Оставшись со старшим по званию наедине Василий Петрович ощутил, что как во рту испарилась вся влага, нечем было сглотнуть. Горло сжало тисками, словно бы Полицмейстер не глядел на Василия, а душил его собственными руками.
– Твоих рук дело? – просто спросил начальник.
Следчий зашлёпал губами, по щекам заструились слёзы.
– Значит всё-таки твоих, - кивнул Михаил Евгеньевич, встал с места и подошел к мутному окну.
Он погладил на тёмную, подсвеченную лишь скудным светом фонаря улицу, на проезжающие припозднившиеся коляски с их масляными фонарями и заговорил:
– Знаешь ли ты моего сына?
Конечно Василий Петрович знал. Сын Михаила Евгеньевича – Михал Михалыч был известным в определённых кругах развратником и повесой. Однако в последнее время юноша сделался затворником и носу не казал ни на приёмы ни даже просто на прогулку. Поговаривали, что виною тому срамная болезнь, коей ненасытный Михаил имел несторожность заразиться во время очередного гулянья, но конечно же правды никто не знал.
– Что говорят про него – правда! – голос Полицмейстера был ровным. – Он тоже был любителем увеселяться с цыганами, и вот заболел…- Михаил обернулся на Следчего. – Щёки ввалились, нос отгнил, давеча отвалился мужской его орган. Доктора говорят, что жить осталось неделя-другая, в лучшем разе и с Божьей помощью – месяц.
Начальник вернулся за стол, поскрипел по какомузто листку пером, затем протянул его Следчему со словами:
– Уезжай из Петербурга.
На листке было написано направление на перевод в богом забытый городишко Березняки.
Не помнящий себя от смеси противоречивых чувств Василий бежал резвым кабанчиком по мостовым и улочкам, побросал в котомку лишь самое необходимое и уже было собрался выйти из дому, как в окно его комнатушки постучали.

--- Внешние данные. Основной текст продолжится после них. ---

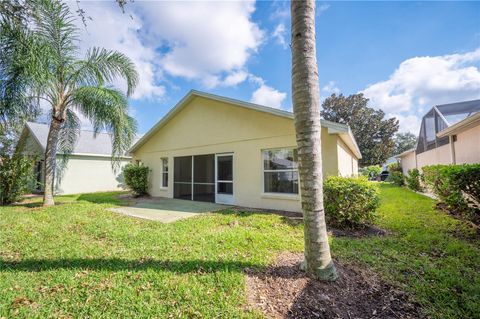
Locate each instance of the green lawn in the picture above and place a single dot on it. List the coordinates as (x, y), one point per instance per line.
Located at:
(79, 260)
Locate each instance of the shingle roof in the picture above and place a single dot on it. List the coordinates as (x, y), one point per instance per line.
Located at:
(334, 128)
(87, 143)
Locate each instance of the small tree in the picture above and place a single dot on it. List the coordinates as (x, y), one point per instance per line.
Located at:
(404, 142)
(50, 70)
(373, 132)
(395, 174)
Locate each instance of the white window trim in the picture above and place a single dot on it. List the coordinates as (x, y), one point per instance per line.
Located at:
(273, 195)
(163, 172)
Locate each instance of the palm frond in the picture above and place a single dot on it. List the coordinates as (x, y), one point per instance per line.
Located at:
(103, 66)
(67, 139)
(69, 133)
(54, 24)
(107, 109)
(22, 72)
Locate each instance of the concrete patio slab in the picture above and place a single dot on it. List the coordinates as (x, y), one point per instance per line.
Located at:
(167, 210)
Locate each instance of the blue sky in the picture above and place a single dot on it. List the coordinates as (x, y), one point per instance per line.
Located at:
(404, 56)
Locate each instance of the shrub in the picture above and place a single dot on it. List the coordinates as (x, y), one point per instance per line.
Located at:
(413, 180)
(371, 172)
(458, 186)
(136, 178)
(15, 177)
(395, 174)
(350, 201)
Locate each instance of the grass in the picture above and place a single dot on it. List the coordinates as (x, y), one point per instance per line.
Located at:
(80, 260)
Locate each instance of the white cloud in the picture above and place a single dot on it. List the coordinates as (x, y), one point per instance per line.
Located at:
(427, 81)
(111, 29)
(408, 123)
(204, 41)
(266, 95)
(279, 35)
(420, 83)
(322, 8)
(331, 88)
(208, 42)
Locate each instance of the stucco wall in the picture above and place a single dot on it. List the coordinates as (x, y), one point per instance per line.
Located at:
(86, 174)
(347, 163)
(205, 127)
(467, 146)
(408, 162)
(439, 155)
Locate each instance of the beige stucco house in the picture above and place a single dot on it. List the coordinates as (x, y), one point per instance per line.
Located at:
(88, 169)
(449, 134)
(213, 148)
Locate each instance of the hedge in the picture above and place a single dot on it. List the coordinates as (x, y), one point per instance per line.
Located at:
(413, 180)
(458, 186)
(136, 178)
(350, 202)
(371, 172)
(395, 174)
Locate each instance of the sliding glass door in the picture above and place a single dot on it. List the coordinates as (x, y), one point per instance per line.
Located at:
(182, 177)
(224, 178)
(204, 178)
(194, 178)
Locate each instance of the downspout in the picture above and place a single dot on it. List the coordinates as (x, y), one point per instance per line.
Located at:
(452, 149)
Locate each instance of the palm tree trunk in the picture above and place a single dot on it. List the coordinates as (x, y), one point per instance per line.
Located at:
(51, 161)
(306, 109)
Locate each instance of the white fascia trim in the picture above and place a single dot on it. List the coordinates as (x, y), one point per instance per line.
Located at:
(334, 127)
(460, 126)
(405, 153)
(96, 155)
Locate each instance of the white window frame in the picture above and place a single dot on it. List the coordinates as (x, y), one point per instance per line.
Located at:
(164, 160)
(266, 194)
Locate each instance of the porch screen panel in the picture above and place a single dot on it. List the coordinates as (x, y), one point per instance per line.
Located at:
(182, 177)
(204, 178)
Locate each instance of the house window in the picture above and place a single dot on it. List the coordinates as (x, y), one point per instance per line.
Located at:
(164, 172)
(280, 171)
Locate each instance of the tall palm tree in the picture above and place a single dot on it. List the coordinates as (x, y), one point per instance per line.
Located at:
(55, 75)
(306, 109)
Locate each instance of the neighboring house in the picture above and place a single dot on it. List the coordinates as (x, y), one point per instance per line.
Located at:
(449, 134)
(212, 148)
(88, 169)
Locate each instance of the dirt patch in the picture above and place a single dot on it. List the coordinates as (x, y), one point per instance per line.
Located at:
(284, 291)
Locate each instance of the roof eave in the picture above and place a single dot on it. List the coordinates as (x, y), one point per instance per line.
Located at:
(334, 128)
(461, 126)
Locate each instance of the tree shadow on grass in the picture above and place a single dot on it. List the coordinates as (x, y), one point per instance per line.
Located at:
(118, 264)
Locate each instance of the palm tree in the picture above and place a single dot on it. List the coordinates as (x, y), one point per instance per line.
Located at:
(55, 75)
(306, 108)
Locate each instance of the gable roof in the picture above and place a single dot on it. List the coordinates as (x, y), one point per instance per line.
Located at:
(342, 130)
(88, 143)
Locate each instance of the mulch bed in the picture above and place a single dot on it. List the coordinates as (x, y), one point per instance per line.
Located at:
(284, 291)
(367, 231)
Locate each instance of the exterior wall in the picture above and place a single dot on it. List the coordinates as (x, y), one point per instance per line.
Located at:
(347, 162)
(87, 174)
(206, 126)
(408, 162)
(467, 146)
(439, 155)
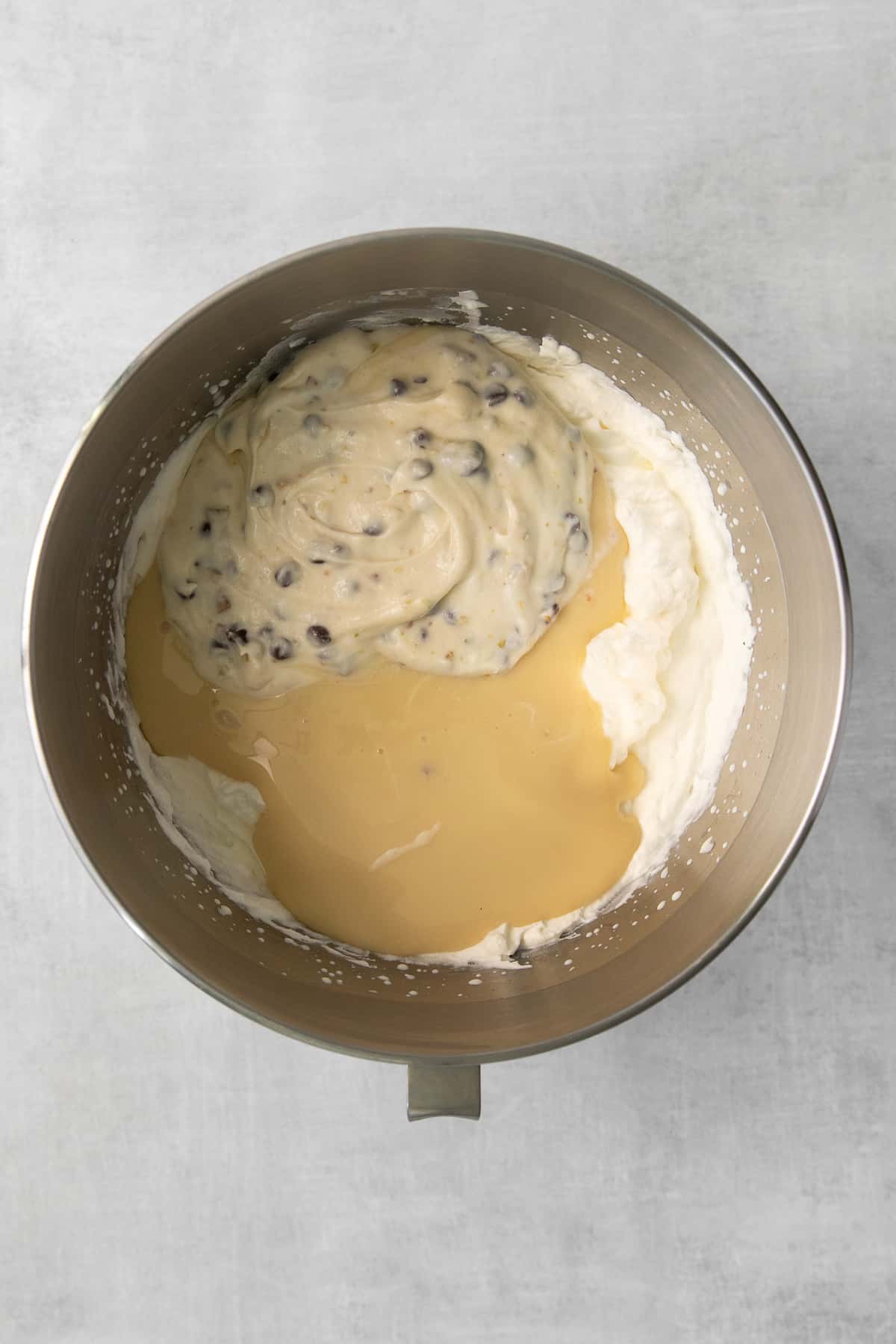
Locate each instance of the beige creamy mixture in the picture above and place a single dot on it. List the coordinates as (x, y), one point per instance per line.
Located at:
(402, 495)
(435, 641)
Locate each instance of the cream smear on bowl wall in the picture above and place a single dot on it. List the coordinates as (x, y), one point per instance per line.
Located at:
(671, 678)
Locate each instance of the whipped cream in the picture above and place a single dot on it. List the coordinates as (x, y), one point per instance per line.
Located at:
(671, 679)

Василий оторопел, выронил котомку, разбив что-то внутри неё. Он взял в руку кочергу, выставил её вперёд как оружие и приставным шаркающим шагом пошел к окну. Отогнув кочергой занавеску он увидел в свете лампы маленького цыгана. На вди мальчику было лет шесть или семь, в том Следчий убедился, когда пацанёнок улыбнулся, показав выпавшие передние зубы. Он подошел к окошку вплотную, поднялся на цыпочки и положил на откос нечто блестящее. Цыган произнёс несколько слов на своём языке, заулыбался пуще прежнего, глядя на Василия, затем убежал в ночь.
Следчий Убедился в том, что под окном его больше никто не поджидает, открыл одну створку и взял оставленный мальчиком предмет в руку. Им оказалась странного вида подвеска. Червонец с продёванной в отверстие волосяной ниткой. Следчий поднёс свет ближе, поглядел на монету со всех сторон, хмыкнул. Где-то вдали засвистели и загоготали. Василий прижал подвеску к себе и споро захлопнул створку, едва не разбив стекло. Не задумываясь Следчий бросил монету в котомку и выбежал в темень, пробираясь сквозь палисады и ограды к пятачку, где дневали и ночевали извозчики.